IMHO, we should go for option 1 (returning no results if the query parameters are not matched). As you said, this is more intuitive. If I query for "green" "apple", I assume that there is a reason for that selection and I should only get that in return, or nothing, neither "green things" or "red apples". If the query to the network returns nothing, then I could relax my query and I, as the user, would decide is being an appleis more relevant than being green or the opposite. I don't fully follow your reasoning on Beacon instances going simpler because of that, as I guess that queries should follow the actual user questions. If they start broad and narrow or they do the other way around is a matter of user's choice.

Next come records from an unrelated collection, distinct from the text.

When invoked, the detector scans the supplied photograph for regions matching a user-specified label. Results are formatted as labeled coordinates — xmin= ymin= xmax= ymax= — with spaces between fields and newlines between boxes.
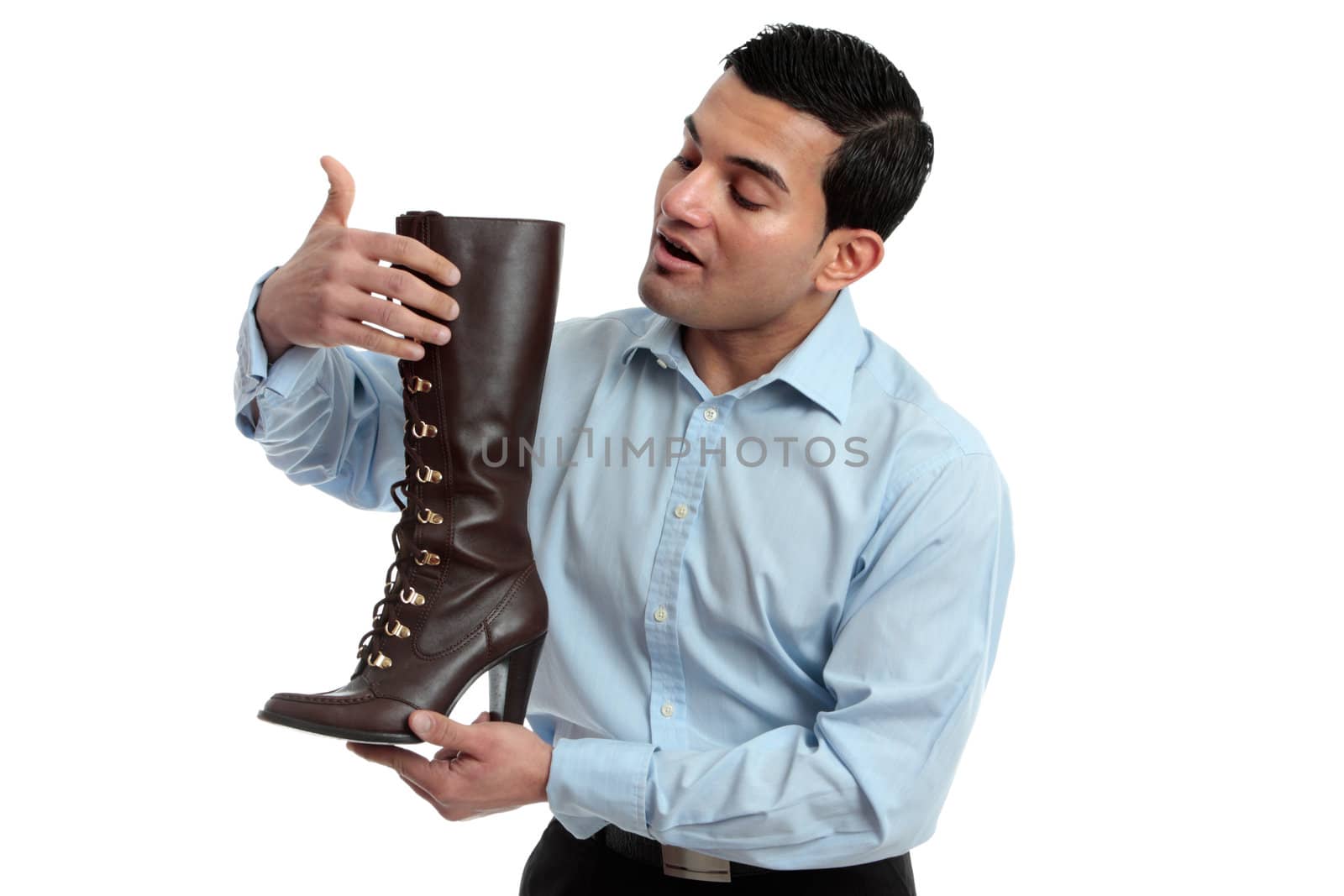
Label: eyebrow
xmin=683 ymin=116 xmax=791 ymax=195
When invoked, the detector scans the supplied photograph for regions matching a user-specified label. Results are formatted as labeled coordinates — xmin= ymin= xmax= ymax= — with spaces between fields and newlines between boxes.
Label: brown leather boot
xmin=257 ymin=211 xmax=564 ymax=743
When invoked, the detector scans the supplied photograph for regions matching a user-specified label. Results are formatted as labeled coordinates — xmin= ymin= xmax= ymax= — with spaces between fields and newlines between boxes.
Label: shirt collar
xmin=621 ymin=286 xmax=865 ymax=423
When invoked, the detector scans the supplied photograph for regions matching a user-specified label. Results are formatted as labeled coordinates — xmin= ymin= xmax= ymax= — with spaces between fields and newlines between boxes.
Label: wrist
xmin=253 ymin=271 xmax=293 ymax=364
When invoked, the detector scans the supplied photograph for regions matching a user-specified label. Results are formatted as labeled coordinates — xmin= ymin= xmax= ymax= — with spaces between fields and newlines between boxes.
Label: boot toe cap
xmin=257 ymin=689 xmax=422 ymax=743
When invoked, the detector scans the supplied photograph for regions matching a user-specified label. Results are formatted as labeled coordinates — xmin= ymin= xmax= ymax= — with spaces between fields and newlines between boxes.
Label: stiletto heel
xmin=491 ymin=631 xmax=546 ymax=726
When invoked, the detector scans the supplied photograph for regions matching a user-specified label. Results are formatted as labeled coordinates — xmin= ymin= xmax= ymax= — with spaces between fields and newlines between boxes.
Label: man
xmin=235 ymin=24 xmax=1013 ymax=893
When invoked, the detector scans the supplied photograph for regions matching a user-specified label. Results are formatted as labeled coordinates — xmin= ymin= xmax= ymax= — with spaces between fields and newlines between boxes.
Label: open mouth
xmin=657 ymin=233 xmax=704 ymax=266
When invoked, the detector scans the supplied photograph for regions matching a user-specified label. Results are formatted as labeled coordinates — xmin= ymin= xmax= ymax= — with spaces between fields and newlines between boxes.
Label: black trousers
xmin=517 ymin=818 xmax=916 ymax=896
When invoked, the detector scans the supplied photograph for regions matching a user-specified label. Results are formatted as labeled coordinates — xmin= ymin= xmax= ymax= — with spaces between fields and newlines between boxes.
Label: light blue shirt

Makes any of these sense for you @Tom-Shorter ?

Tom-Shorter commented 2 years ago

Thanks @jrambla, option 1 does make the most sense when interacting with a single beacon for sure and is the easiest to implement.

If the query to the network returns nothing, then I could relax my query and I, as the user, would decide is being an apple is more relevant than being green or the opposite.

This is likely what would happen, option 3 somewhat improves the users experience when relaxing queries however as a) the beacon itself relaxes the query and tells you exactly how it was relaxed and b) the user doesn't need to create a new query, or possibly multiple queries.

My reasoning behind things being simplified overtime follows on from the above, if a user has to consistently simplify queries to return all results they want then they will likely start sending the simplified queries in the first place and then when they have access to the data they will filter it further. Unless all beacons within a beacon network use the same parameters and filtering terms the full power of a beacon query cannot be used within the network, for single beacon instances this shouldn't be a problem though.

I'll close this issue with these comments, whether or not a change from option 1 to something more like option 3 will become clearer as people use Beacon. For now I'm just imagining what is likely a pretty rare situation.